Es ist nun halb eins und wir sind die Letzten. Wie kommst du heim, fragt er. Vor zwei Jahren habe ich noch ängstlich abgelehnt, dass er mich nach Hause fährt, aus Angst vor etwas, das geschehen könnte. Heute nehme ich gerne an. Wir gehen zum Parkhaus des Hotels Mandarin Oriental. Er hat ganz oben geparkt, im siebten Stockwerk. Dort oben ist es total leer. Wir können in die Fenster des Luxushotels gegenüber schauen. In einigen Zimmern ist Licht, doch kein Mensch zu sehen.
Es ist kalt hier oben und ich umarme ihn, ich schiebe meine Hände unter seinen Mantel und stelle mich auf die Zehenspitzen, um an seine Lippen zu kommen. Wir haben eindeutig den Mindestabstand unterschritten und ich küsse ihn. Er öffnet die etwas zittrigen fremd gewordenen Lippen, wir küssen uns inmitten dieser leeren Lockdown Stadt. Ich schiebe mich näher an ihn und nehme seine Hand, führe sie zu meinem Busen unter dem engen roten Kleid von damals, es ist leicht herunterzuschieben und mein Busen erstarrt fast in der Kälte auf dem Parkhausdach, doch es ist auch wunderbar, seine Hand darauf zu spüren. Eine Hand, die mein Herz öffnet. Nein, mein Herz ist schon lange offen, dadurch, dass wir den ganzen Abend gelacht haben. Wir sind hier oben total allein, es ist etwa fünf Grad kalt, aber uns wird heiß. Ich öffne seinen Hosengürtel und hole etwas heraus, das ich 13 Jahre lang nicht gesehen und gespürt habe.

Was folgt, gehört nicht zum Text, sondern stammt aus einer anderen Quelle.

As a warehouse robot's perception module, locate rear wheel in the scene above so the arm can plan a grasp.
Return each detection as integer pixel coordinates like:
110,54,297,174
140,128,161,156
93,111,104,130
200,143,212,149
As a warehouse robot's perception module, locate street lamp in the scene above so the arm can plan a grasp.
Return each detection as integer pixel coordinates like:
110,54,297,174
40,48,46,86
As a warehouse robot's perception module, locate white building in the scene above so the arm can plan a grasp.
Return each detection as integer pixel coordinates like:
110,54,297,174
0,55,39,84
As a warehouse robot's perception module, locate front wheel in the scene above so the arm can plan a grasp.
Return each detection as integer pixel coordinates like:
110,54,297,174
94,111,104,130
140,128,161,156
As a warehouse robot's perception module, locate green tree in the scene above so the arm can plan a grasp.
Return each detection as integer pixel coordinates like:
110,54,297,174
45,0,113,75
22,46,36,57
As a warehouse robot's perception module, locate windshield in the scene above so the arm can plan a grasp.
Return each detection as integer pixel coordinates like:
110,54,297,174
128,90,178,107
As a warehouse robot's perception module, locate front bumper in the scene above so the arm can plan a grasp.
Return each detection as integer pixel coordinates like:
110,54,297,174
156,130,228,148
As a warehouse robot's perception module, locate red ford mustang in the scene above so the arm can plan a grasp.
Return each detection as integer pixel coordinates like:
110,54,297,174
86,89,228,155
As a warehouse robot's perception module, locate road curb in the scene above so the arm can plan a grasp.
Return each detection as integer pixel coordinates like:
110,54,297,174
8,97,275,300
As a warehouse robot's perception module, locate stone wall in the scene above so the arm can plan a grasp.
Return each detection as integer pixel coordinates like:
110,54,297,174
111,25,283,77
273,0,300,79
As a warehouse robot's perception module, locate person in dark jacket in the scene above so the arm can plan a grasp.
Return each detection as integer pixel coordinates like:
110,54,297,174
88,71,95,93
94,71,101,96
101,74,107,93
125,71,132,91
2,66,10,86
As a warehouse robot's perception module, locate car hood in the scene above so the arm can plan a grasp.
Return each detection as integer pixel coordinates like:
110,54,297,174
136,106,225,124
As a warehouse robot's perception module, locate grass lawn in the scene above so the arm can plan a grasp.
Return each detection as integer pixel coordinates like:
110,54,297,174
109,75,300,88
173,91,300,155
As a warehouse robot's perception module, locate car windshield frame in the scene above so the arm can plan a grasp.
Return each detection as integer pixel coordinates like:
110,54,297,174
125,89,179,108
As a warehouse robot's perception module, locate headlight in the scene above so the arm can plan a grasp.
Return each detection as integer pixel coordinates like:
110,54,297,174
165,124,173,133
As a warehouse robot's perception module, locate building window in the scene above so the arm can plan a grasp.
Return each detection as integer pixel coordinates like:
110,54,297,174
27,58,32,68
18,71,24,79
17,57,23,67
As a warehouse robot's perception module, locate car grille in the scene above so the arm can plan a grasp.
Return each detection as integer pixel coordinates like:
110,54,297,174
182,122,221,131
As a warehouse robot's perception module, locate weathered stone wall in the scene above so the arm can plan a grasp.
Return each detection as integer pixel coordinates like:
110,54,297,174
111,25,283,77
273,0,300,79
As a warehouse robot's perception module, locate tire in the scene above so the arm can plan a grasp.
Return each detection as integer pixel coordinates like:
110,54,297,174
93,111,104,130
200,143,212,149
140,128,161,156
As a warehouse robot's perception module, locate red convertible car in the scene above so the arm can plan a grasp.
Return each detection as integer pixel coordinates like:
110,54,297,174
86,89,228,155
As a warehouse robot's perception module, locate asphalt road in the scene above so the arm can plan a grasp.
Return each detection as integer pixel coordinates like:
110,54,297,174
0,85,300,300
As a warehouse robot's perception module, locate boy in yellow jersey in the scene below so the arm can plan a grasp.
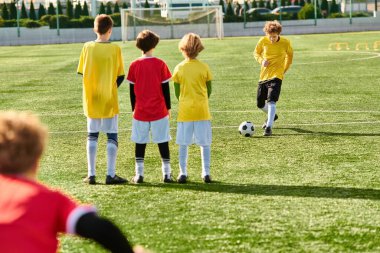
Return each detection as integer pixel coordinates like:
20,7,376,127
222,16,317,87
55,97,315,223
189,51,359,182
253,20,293,136
77,14,127,184
172,33,212,184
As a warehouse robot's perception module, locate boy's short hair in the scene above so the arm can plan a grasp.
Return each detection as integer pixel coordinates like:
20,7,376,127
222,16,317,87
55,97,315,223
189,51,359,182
136,30,160,54
94,14,113,34
0,111,47,174
263,20,282,34
178,33,204,59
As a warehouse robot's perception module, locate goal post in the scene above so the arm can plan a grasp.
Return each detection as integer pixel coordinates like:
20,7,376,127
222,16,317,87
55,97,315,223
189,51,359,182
120,5,224,41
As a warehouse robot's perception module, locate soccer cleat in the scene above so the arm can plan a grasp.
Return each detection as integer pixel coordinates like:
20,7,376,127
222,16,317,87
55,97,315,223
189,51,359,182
131,175,144,184
83,176,96,184
261,114,278,129
263,127,272,136
202,175,211,184
164,174,173,183
106,175,127,184
177,175,187,184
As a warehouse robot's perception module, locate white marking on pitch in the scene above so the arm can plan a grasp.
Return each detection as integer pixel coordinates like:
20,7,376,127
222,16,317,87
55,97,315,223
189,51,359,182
49,121,380,134
293,51,380,65
38,109,380,117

Es ist hart und muss hier fürchterlich frieren.
Wir schauen in die erleuchteten Zimmer des Hotels nebenan. „Da kriegen wir heute sicher ein Zimmer zum Sonderpreis!“ sage ich. Reisebeschränkungen, keine Touristen, Sperrstunde, kein Alkohol, die Lichter im ersten Stock, wo die Bar ist, längst gelöscht – alle Hoteliers sind mit den Nerven und den Finanzen am Ende.
„Komm, wir gehen rüber und mieten ein Zimmer“, sage ich.